Offensive telephone calls

Under the Communications Act 2003 , it is a criminal offence to leave messages which are grossly offensive, or to make indecent or obscene or menacing telephone calls or calls which cause annoyance, inconvenience or needless anxiety.

The criminal courts may treat a letter, or a silent or other phone call as an assault if it causes the victim to fear that physical violence may be used against him or her in the immediate future.

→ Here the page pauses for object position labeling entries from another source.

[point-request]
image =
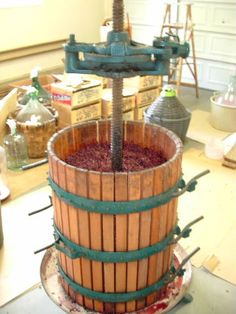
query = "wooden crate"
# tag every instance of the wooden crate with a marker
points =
(68, 116)
(143, 82)
(75, 97)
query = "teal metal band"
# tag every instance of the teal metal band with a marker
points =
(74, 250)
(115, 208)
(120, 297)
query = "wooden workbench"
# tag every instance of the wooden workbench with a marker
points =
(22, 182)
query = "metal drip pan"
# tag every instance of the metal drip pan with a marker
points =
(51, 283)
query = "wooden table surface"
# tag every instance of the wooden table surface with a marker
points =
(24, 181)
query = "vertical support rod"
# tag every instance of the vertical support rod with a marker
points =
(117, 99)
(117, 124)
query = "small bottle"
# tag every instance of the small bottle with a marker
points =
(34, 112)
(1, 231)
(228, 96)
(4, 191)
(43, 95)
(16, 147)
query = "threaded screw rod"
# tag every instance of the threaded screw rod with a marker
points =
(117, 99)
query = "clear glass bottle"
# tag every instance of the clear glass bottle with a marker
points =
(34, 113)
(1, 231)
(16, 147)
(4, 190)
(228, 96)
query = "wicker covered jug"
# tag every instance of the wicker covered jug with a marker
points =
(169, 112)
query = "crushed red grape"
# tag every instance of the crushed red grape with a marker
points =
(97, 157)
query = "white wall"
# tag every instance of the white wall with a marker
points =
(53, 20)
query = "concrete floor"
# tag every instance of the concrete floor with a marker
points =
(210, 293)
(217, 297)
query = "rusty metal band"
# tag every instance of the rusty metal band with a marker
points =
(168, 277)
(115, 208)
(73, 250)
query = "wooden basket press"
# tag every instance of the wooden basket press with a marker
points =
(115, 232)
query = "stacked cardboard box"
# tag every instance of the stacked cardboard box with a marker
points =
(129, 100)
(77, 104)
(148, 89)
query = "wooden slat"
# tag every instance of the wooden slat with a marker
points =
(108, 228)
(94, 191)
(144, 232)
(84, 235)
(121, 223)
(134, 193)
(71, 179)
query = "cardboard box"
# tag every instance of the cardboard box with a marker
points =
(147, 97)
(74, 116)
(128, 115)
(75, 97)
(143, 82)
(128, 102)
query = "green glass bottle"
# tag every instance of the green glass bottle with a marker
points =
(43, 95)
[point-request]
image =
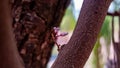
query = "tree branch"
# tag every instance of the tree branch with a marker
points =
(9, 56)
(78, 49)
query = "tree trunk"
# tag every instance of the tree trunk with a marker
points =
(9, 56)
(33, 22)
(78, 49)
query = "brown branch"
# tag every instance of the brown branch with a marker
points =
(9, 56)
(78, 49)
(113, 40)
(114, 14)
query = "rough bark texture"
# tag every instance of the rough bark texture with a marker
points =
(116, 62)
(78, 49)
(33, 22)
(9, 56)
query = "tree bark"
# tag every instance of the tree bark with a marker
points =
(78, 49)
(9, 56)
(33, 22)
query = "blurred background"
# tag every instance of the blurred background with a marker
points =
(104, 54)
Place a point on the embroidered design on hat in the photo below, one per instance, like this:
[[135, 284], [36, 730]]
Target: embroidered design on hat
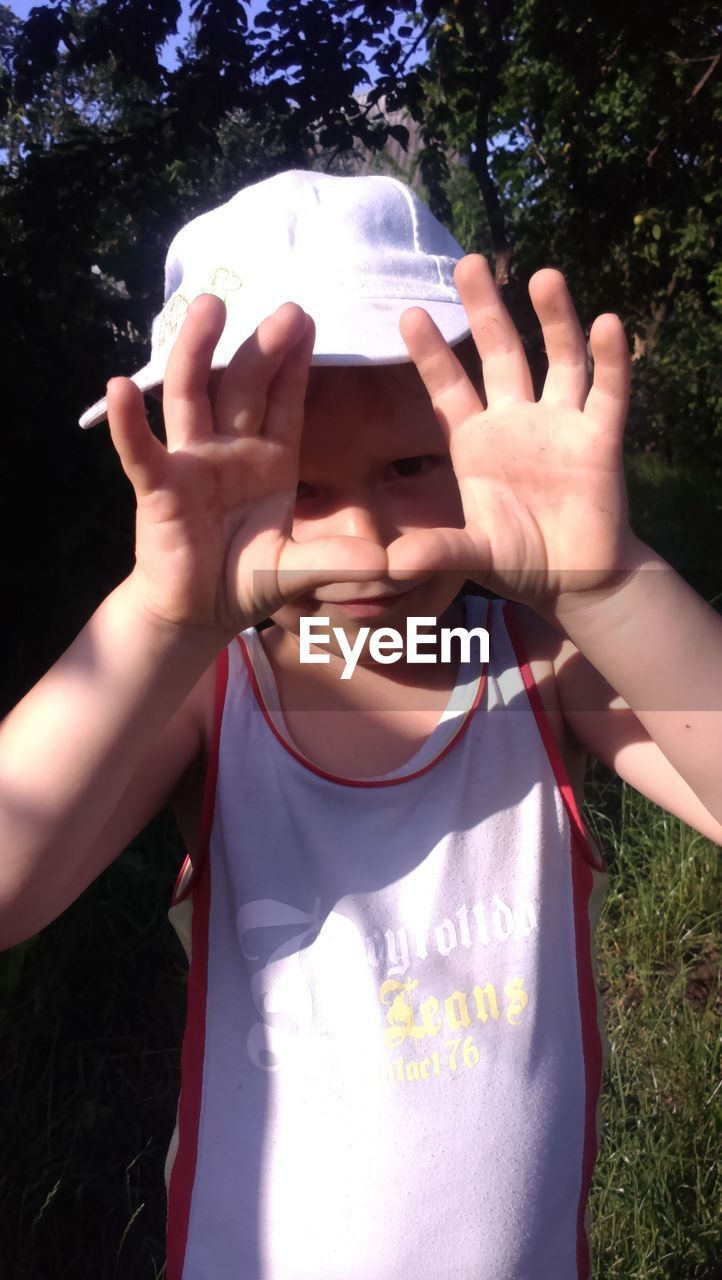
[[172, 318], [224, 282]]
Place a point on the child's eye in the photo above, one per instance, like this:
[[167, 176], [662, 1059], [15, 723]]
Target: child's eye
[[412, 466]]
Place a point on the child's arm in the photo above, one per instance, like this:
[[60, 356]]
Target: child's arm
[[547, 525], [101, 741]]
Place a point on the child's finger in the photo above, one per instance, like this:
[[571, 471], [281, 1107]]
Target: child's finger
[[449, 388], [186, 405], [241, 402], [286, 397], [506, 371], [608, 400], [142, 457], [567, 376]]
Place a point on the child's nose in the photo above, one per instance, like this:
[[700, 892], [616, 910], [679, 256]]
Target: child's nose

The courts may also in certain circumstances treat such harassment as grievous bodily harm if psychological damage results , even if that damage was not caused by a fear of an imminent physical attack.

Telephone companies have the power, in certain circumstances, to trace the makers of nuisance or malicious calls and tell you who they are, provided you have a legitimate interest in knowing their identity . If the perpetrator is known and is persistent in making calls the courts are increasingly willing to grant injunctions to prevent this type of harassment.

It is also established that the making of numerous obscene telephone calls to a considerable number of people may be conduct capable of constituting a public nuisance.

It was previously hoped that the courts would be willing to develop the law of nuisance - the legal category into which many of these claims fall - so as to grant rights of protection to people in respect of property which they do not own. This would have enabled the law to move towards openly protecting domestic privacy. However, this advance was halted by a decision of the House of Lords.